Poi, con tono ironico e l’adrenalina del pre-debutto, Tredici Pietro urla: “Io sono Tredici Pietro, stasera canto a Sanremo e gli faccio un co così…**”.
Il commento “raccomandato” e l’etichetta del “figlio di”
Nel sottofondo del video si sente anche una frase più tagliente che aggiunge benzina al dibattito: “Ah, raccomandato quindi…”. Un commento che, stando a quanto si percepisce, arriva nel momento in cui qualcuno collega il nome d’arte al cognome famoso.
Non è la prima volta — e difficilmente sarà l’ultima — che un artista nato in una famiglia nota si porti addosso l’etichetta di “raccomandato”. Nel caso di Tredici Pietro, il cognome Morandi è un’eredità pesante: può facilitare l’attenzione, ma alimenta anche sospetti e confronti continui.
Sanremo come banco di prova: oltre il cognome restano palco e canzone
Il punto, però, resta uno: sul palco dell’Ariston non bastano i legami familiari.

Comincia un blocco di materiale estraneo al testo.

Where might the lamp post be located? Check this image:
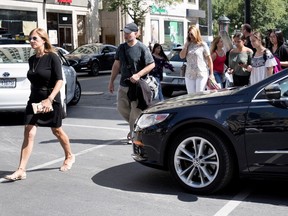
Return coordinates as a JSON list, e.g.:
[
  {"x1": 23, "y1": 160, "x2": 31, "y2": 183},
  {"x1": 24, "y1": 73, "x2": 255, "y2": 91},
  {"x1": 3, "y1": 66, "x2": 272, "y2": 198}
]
[{"x1": 245, "y1": 0, "x2": 251, "y2": 24}]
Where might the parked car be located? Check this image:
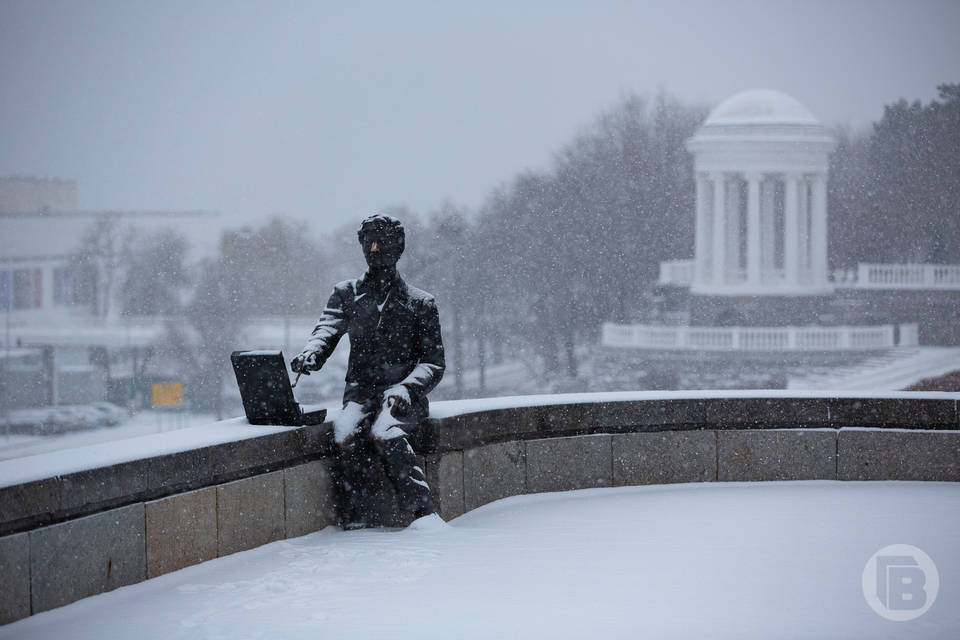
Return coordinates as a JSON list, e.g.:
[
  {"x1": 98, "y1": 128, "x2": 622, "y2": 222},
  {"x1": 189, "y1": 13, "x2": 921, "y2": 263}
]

Restano la canzone, la presenza scenica e la capacità di reggere l’urto di milioni di telespettatori e di una platea che a Sanremo può essere entusiasta, ma anche spietata.
Il Festival amplifica tutto: l’energia, gli scivoloni, l’ironia, le critiche. Per Tredici Pietro questo debutto segna un passaggio delicato e simbolico: dimostrare che, oltre al nome, c’è un percorso e un’identità artistica che prova a camminare con le proprie gambe. E in fondo, tra urla dal balcone e commenti al vetriolo, è proprio questo il vero banco di prova.